This is an extraordinary movie that stays with you for days, or in my case, years.
From my first viewing three years ago, up to today, I’m struck by how compelling filmmaker Bill Rose makes the story of Oakley Hall III – a burgeoning playwright and director whose rising star was tragically extinguished when he suffered a nearly fatal fall from a bridge in the late 1970s.
Starting with friends, family and colleagues retelling Oakley’s “legend,” the film paints him as a sexy, charismatic “enfant terrible” who set aside his aspirations to be a novelist to start a scrappy, ragtag regional theater company in upstate New York. But there’s much more to the film than people putting on plays. Rose deftly suggests that Oakley was, from the beginning, trapped in a gilded cage of expectation (his father was the late Oakley Hall II, novelist of Warlock and The Downhill Racers).
By the time his theater company is in full swing (with sex, drugs, and rock and roll in full evidence) there’s the sense that Oakley’s traded his “vision” for yet another set of obligations -- not just to his family and his own sense of accomplishment, but the hopes and dreams of the devoted members of his “company”. The honesty and candor in their interviews is consistently touching and sometimes surprising.
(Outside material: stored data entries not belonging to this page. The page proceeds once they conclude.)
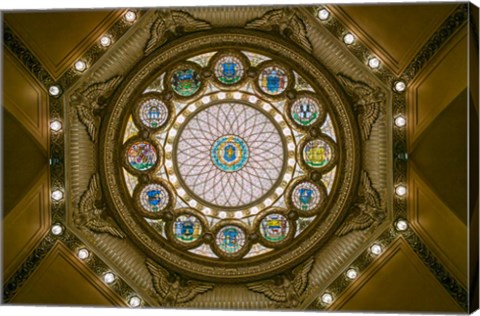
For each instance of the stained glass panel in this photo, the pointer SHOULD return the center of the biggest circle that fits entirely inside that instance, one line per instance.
(230, 239)
(187, 228)
(274, 227)
(306, 196)
(317, 153)
(153, 113)
(142, 155)
(154, 198)
(185, 81)
(229, 69)
(273, 80)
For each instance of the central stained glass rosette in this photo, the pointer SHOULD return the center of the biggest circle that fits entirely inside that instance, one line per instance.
(229, 153)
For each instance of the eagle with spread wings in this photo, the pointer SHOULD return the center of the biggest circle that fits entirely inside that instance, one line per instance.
(90, 101)
(367, 103)
(171, 289)
(366, 211)
(172, 23)
(89, 215)
(287, 23)
(288, 289)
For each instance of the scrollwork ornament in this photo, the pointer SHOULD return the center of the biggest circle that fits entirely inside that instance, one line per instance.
(287, 289)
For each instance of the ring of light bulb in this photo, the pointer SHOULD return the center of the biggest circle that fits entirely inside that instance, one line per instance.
(400, 190)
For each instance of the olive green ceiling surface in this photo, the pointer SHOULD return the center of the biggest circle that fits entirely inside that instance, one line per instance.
(243, 157)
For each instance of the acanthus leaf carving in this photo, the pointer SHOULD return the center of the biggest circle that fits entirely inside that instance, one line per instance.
(171, 24)
(287, 23)
(366, 211)
(368, 103)
(172, 289)
(92, 217)
(90, 101)
(287, 289)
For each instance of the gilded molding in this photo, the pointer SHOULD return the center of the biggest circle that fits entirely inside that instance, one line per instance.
(441, 36)
(172, 289)
(367, 103)
(285, 22)
(287, 289)
(366, 212)
(170, 24)
(91, 101)
(90, 216)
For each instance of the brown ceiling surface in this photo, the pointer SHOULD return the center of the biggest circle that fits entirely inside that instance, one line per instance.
(395, 32)
(400, 283)
(441, 156)
(62, 279)
(59, 38)
(23, 162)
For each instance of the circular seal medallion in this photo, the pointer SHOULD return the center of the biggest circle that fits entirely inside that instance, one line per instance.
(229, 153)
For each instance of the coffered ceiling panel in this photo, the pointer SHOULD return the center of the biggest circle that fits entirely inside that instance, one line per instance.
(59, 43)
(62, 280)
(400, 283)
(395, 32)
(445, 234)
(26, 99)
(442, 80)
(26, 224)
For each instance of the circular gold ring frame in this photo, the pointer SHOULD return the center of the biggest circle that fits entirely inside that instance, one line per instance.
(184, 245)
(126, 164)
(240, 253)
(289, 236)
(160, 214)
(156, 96)
(243, 60)
(250, 268)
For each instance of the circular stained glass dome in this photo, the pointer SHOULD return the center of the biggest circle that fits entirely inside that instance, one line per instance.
(231, 155)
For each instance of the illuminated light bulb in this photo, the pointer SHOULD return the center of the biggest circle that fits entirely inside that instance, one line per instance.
(54, 90)
(401, 190)
(400, 121)
(57, 195)
(130, 16)
(374, 62)
(134, 301)
(109, 277)
(351, 274)
(376, 249)
(399, 86)
(349, 38)
(323, 14)
(105, 41)
(327, 298)
(55, 125)
(83, 253)
(57, 229)
(80, 66)
(401, 225)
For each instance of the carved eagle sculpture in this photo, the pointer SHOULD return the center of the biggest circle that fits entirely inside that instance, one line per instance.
(366, 211)
(90, 216)
(172, 23)
(287, 23)
(91, 101)
(287, 289)
(367, 103)
(171, 289)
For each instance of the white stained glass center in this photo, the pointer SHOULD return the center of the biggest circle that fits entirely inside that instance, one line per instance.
(233, 180)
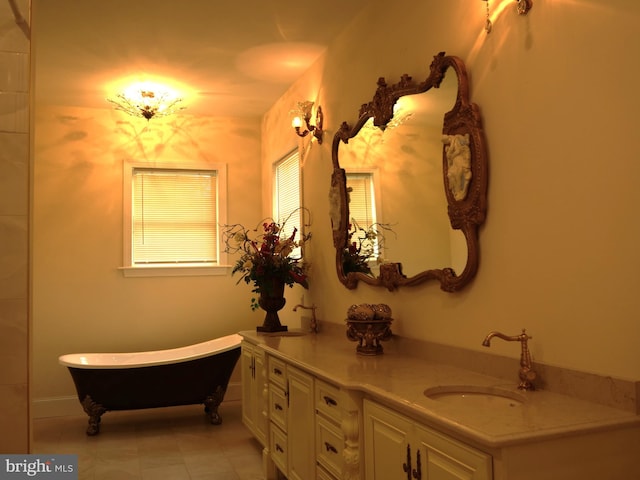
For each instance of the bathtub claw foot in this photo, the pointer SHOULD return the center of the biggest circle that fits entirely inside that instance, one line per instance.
(211, 404)
(95, 411)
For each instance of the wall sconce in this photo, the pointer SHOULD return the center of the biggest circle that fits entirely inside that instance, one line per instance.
(147, 101)
(523, 7)
(303, 114)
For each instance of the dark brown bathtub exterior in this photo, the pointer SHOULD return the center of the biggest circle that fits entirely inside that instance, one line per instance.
(203, 380)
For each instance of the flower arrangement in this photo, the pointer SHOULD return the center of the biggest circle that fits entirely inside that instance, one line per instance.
(363, 246)
(265, 256)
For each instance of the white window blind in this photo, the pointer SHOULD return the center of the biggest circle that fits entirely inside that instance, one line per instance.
(286, 204)
(174, 216)
(362, 208)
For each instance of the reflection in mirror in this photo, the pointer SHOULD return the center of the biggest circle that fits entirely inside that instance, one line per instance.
(425, 149)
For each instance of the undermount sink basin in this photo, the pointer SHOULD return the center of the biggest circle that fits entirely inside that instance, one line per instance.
(475, 396)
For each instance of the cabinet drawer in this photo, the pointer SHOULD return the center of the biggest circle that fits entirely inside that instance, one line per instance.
(328, 401)
(277, 369)
(329, 446)
(278, 444)
(278, 407)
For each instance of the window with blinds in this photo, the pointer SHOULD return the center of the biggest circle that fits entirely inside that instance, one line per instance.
(174, 217)
(287, 195)
(362, 207)
(362, 203)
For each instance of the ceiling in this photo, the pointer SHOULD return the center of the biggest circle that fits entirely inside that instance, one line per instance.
(228, 58)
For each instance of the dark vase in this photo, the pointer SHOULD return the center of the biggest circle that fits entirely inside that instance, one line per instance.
(271, 300)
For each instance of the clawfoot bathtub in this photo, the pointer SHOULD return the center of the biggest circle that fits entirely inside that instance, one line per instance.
(188, 375)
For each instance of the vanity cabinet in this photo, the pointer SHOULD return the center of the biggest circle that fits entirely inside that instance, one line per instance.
(254, 387)
(291, 412)
(397, 447)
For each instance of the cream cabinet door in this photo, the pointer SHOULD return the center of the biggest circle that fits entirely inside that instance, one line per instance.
(253, 388)
(301, 423)
(443, 458)
(386, 443)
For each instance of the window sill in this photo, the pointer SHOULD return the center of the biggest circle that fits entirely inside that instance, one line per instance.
(173, 270)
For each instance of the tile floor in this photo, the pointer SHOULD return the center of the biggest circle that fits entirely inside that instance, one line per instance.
(174, 443)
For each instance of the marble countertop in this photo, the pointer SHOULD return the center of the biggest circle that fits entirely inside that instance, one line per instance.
(399, 378)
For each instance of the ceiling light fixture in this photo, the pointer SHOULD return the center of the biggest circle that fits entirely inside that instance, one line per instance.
(147, 101)
(523, 7)
(303, 114)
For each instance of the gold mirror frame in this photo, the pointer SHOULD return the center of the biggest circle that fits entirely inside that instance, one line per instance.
(466, 212)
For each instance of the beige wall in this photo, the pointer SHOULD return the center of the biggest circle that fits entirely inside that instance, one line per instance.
(558, 95)
(14, 231)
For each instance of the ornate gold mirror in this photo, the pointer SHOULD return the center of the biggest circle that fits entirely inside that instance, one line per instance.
(420, 147)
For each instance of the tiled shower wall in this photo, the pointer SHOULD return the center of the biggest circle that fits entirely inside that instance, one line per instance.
(14, 230)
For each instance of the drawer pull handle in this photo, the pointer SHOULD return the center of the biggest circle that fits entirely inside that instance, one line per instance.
(330, 401)
(330, 448)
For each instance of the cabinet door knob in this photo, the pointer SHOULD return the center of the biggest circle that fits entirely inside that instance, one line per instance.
(330, 401)
(417, 472)
(406, 467)
(330, 448)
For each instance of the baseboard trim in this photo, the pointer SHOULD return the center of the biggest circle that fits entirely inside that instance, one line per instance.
(70, 406)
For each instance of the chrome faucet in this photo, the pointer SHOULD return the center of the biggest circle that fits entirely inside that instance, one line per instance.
(314, 323)
(527, 374)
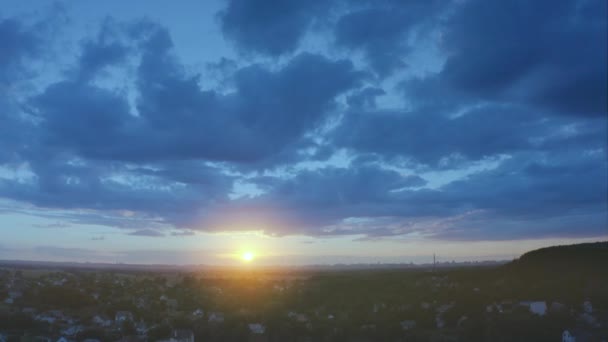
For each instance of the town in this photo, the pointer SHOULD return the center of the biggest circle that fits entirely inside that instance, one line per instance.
(443, 304)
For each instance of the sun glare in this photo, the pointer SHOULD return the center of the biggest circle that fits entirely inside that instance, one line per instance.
(247, 256)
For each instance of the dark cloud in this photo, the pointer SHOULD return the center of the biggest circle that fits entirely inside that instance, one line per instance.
(383, 30)
(542, 53)
(433, 138)
(270, 28)
(521, 96)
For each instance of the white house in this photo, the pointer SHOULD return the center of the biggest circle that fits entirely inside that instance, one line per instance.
(198, 313)
(182, 336)
(587, 307)
(102, 322)
(538, 308)
(72, 330)
(567, 337)
(216, 317)
(257, 328)
(407, 324)
(122, 316)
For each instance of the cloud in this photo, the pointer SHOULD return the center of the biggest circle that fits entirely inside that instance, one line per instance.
(267, 28)
(511, 124)
(535, 53)
(147, 232)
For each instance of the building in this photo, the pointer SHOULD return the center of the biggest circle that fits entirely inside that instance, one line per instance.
(567, 337)
(257, 328)
(182, 335)
(407, 324)
(538, 308)
(122, 316)
(216, 317)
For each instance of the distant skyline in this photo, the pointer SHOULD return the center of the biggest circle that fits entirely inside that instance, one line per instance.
(304, 132)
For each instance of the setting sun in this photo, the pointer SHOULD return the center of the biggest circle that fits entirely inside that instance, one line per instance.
(247, 256)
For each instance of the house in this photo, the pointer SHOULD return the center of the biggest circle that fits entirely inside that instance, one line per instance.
(302, 318)
(567, 337)
(216, 317)
(122, 316)
(198, 313)
(587, 307)
(407, 324)
(538, 308)
(257, 328)
(141, 328)
(73, 330)
(182, 335)
(101, 321)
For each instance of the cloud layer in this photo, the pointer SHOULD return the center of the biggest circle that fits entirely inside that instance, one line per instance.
(504, 137)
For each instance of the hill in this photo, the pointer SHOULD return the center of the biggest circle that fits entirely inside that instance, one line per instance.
(578, 258)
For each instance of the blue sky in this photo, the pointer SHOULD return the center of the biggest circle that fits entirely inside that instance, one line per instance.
(305, 131)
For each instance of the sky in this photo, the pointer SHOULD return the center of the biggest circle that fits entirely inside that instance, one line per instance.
(305, 132)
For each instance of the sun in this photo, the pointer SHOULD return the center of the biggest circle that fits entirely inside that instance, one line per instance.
(247, 256)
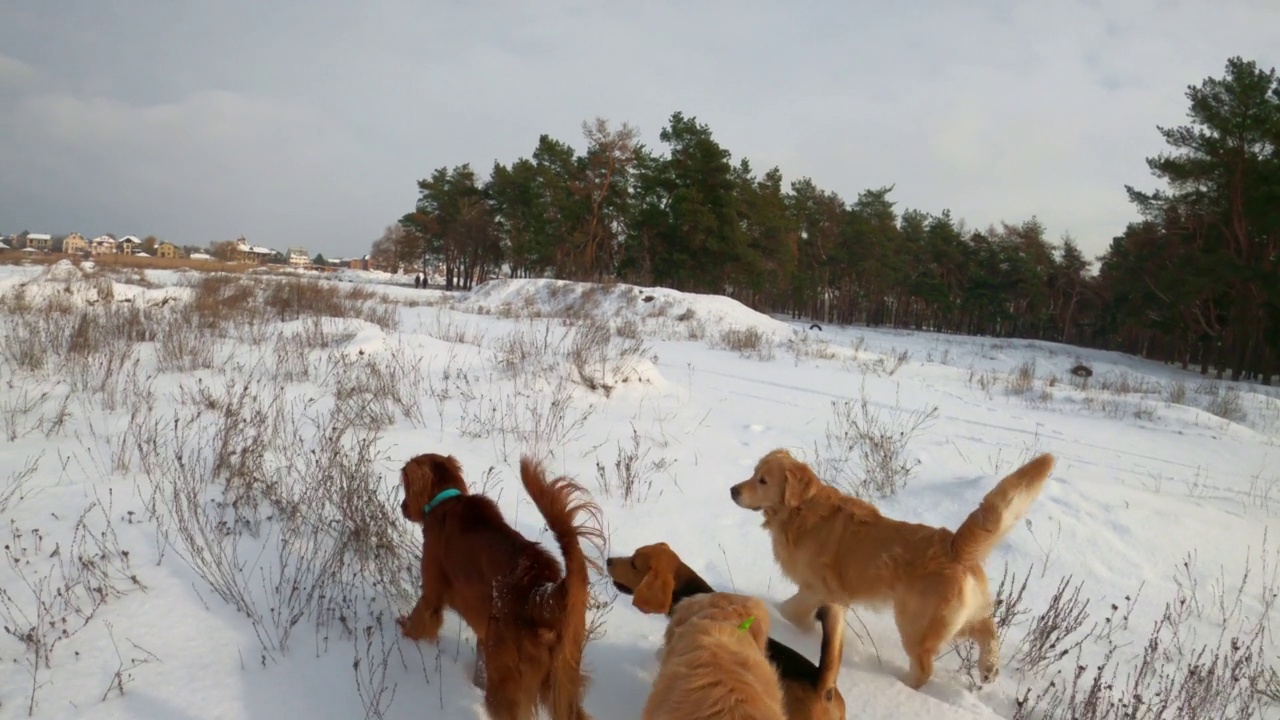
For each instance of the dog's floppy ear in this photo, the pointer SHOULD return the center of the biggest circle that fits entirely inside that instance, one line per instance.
(799, 483)
(653, 593)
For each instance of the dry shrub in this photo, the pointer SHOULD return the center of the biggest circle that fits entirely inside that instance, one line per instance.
(878, 440)
(748, 342)
(600, 358)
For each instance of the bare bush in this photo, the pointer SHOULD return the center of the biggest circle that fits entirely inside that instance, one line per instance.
(1055, 632)
(13, 488)
(64, 596)
(1174, 674)
(1023, 378)
(877, 440)
(632, 472)
(245, 472)
(600, 358)
(1225, 401)
(748, 342)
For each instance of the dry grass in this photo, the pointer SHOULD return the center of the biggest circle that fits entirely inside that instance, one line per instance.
(748, 342)
(867, 447)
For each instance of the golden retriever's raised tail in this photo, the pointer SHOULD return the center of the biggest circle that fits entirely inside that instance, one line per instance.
(558, 501)
(1000, 510)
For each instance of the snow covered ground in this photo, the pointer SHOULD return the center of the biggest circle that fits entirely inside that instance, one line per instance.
(199, 481)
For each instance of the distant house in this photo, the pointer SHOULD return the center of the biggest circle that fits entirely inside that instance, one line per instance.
(39, 241)
(74, 244)
(245, 253)
(298, 258)
(103, 245)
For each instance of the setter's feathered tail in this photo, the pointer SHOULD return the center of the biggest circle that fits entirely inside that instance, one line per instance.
(572, 518)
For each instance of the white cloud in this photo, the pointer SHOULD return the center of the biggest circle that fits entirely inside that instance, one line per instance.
(318, 121)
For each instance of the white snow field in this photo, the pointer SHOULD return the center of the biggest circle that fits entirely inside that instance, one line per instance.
(199, 482)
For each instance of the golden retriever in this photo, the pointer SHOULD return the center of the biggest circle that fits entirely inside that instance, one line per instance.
(529, 618)
(658, 580)
(840, 550)
(713, 665)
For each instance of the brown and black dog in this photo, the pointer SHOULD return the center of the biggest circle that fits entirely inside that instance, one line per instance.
(658, 580)
(529, 619)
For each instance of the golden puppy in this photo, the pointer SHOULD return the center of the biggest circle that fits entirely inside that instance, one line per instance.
(841, 550)
(658, 580)
(713, 665)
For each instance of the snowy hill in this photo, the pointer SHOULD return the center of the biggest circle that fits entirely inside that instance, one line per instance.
(199, 475)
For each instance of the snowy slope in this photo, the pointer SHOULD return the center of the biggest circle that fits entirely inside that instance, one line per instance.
(1155, 490)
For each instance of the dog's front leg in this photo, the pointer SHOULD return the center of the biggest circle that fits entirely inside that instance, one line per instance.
(479, 678)
(799, 609)
(428, 615)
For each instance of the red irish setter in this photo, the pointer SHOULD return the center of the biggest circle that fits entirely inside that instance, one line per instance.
(529, 618)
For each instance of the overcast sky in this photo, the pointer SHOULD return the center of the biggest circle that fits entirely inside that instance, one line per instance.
(309, 123)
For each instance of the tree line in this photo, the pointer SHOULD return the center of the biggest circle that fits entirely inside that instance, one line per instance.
(1193, 279)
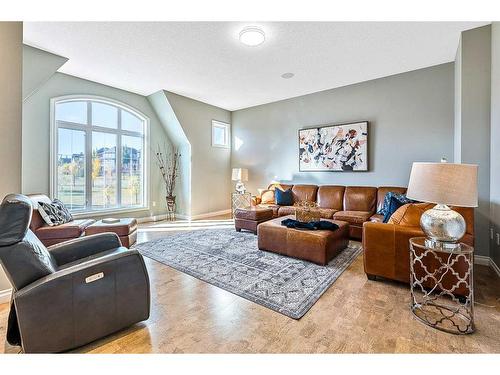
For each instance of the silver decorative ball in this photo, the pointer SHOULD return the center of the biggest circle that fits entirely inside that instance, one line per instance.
(442, 224)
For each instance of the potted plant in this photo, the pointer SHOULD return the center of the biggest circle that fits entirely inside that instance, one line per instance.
(167, 160)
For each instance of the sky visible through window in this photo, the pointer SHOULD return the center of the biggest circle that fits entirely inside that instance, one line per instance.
(114, 173)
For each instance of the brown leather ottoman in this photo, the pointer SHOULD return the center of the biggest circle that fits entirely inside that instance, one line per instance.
(317, 246)
(249, 218)
(126, 229)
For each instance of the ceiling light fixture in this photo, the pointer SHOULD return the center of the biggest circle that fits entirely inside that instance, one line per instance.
(252, 36)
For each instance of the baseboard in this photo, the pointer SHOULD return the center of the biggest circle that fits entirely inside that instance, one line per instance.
(148, 219)
(495, 267)
(5, 295)
(487, 261)
(482, 260)
(204, 216)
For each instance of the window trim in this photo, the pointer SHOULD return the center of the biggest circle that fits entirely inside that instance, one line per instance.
(69, 125)
(227, 127)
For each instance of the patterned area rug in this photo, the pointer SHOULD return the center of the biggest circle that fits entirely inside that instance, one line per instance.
(232, 261)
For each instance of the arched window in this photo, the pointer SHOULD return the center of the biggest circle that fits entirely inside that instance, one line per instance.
(98, 152)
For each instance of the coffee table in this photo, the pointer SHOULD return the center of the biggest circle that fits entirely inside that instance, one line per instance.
(317, 246)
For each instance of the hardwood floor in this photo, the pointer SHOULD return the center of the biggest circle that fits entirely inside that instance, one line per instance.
(355, 315)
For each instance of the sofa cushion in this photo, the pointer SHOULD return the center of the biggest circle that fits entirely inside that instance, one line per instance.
(36, 219)
(353, 217)
(326, 213)
(304, 193)
(273, 207)
(377, 218)
(286, 210)
(331, 196)
(360, 198)
(409, 214)
(72, 229)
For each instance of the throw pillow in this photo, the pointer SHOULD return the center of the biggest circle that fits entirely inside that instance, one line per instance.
(267, 197)
(283, 198)
(395, 200)
(54, 213)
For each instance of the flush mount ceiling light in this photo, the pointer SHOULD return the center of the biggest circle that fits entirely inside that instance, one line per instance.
(252, 36)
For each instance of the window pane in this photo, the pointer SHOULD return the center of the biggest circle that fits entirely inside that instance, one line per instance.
(72, 112)
(132, 158)
(104, 115)
(71, 168)
(104, 177)
(219, 135)
(131, 122)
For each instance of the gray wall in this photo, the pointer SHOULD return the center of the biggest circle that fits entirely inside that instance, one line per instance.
(11, 57)
(410, 115)
(36, 133)
(210, 166)
(495, 140)
(176, 134)
(473, 85)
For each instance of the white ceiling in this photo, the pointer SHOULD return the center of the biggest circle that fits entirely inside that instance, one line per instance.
(205, 60)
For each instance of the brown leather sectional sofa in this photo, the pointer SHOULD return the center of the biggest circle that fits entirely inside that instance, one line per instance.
(353, 204)
(386, 245)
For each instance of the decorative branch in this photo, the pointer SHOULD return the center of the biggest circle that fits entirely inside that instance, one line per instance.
(167, 161)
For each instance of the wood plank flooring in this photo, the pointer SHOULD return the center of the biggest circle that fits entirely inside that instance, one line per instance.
(355, 315)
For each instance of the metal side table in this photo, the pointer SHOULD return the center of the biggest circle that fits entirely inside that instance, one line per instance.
(442, 290)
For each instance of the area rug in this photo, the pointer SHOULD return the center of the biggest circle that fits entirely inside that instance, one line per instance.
(232, 261)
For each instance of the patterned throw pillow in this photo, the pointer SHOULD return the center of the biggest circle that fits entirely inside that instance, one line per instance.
(54, 213)
(392, 201)
(283, 198)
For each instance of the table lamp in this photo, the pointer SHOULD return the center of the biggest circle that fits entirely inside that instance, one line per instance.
(443, 184)
(240, 175)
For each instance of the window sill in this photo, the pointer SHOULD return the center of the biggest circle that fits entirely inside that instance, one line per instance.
(104, 213)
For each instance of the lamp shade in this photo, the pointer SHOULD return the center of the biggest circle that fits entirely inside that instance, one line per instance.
(240, 174)
(444, 183)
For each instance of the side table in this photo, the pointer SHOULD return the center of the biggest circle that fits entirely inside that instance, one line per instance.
(442, 290)
(240, 200)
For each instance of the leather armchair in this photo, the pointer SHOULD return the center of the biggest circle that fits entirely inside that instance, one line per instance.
(69, 294)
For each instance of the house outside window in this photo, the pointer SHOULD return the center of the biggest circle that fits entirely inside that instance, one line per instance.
(98, 154)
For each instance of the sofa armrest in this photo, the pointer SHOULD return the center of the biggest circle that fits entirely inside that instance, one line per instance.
(82, 247)
(387, 249)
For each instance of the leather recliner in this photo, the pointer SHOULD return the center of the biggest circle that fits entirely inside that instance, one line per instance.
(51, 235)
(352, 204)
(71, 293)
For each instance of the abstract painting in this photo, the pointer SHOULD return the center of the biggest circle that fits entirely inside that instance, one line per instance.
(341, 147)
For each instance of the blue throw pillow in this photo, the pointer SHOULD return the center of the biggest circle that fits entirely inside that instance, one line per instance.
(283, 198)
(392, 202)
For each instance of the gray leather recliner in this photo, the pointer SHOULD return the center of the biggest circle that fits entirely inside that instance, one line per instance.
(71, 293)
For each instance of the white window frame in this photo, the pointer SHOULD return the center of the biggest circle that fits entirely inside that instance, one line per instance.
(227, 133)
(88, 128)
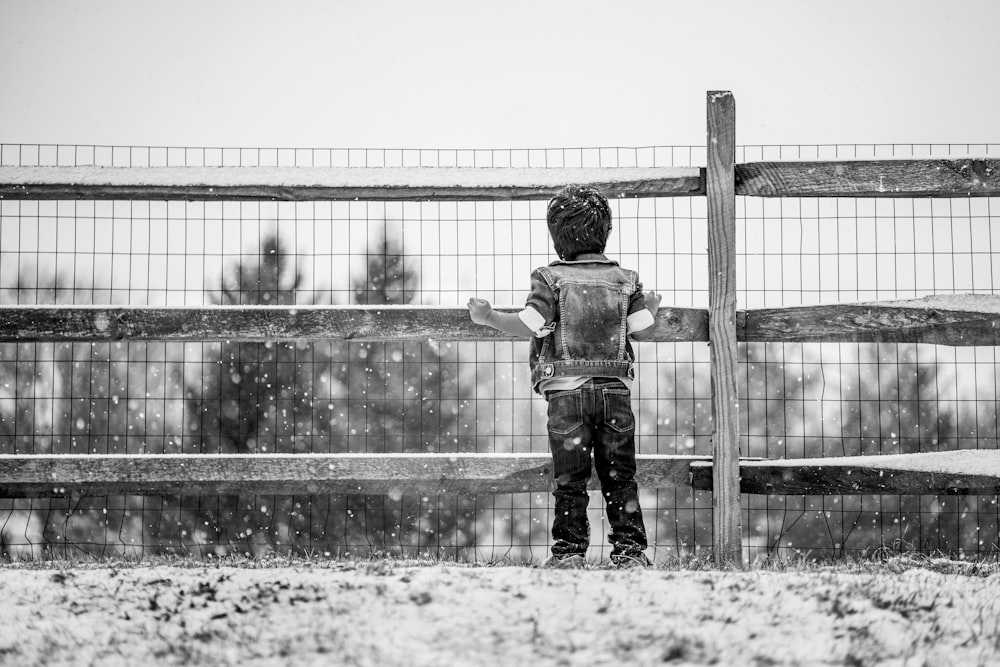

Alcohol and drugs become a more prominent component, and the film creates a kind of ticking time bomb as Oakley’s pressures mount, and we fearfully wait for “the accident” we know is to come. When it does, it’s devastating.
But what makes the film transcendent is what happens after that. It’s a surreal, magical moment as the subject of the documentary literally appears out of the mist, walking toward the camera as if resurrected, to become a key interview subject for the rest of the film.
Hall survived the fall from the bridge, but suffered severe brain damage -– the effects of which are described by his friends and family, but also dramatically on view as he talks to the camera, sometimes quite cogently… sometimes not. There’s an odd disconnect, too, in the fact that even in his most addled moments, he continues to convey the charisma and sex appeal that charmed virtually everyone who knew him in the pre-accident days.
In the final analysis, this is less a movie about a promising talent whose career was derailed than it is about a man who gave a group of people a sense of purpose and community that they -- judging from their interviews -- have never quite recaptured.
Mostly, to me, it’s a film about redemption – as we watch Oakley trying (with decidedly mixed results) to reconcile his two selves, the man he was before, and the man he is now. For anyone who has ever taken a wrong turn in life, or been dealt a bad hand, or just wanted a second chance, this is a deeply touching, human story.
I had never heard of Oakley Hall III or Bill Rose prior to seeing this film. But for me, it joins the Mayles’ and Ken Burns as being in the top tier of accomplishment in American nonfiction filmmaking.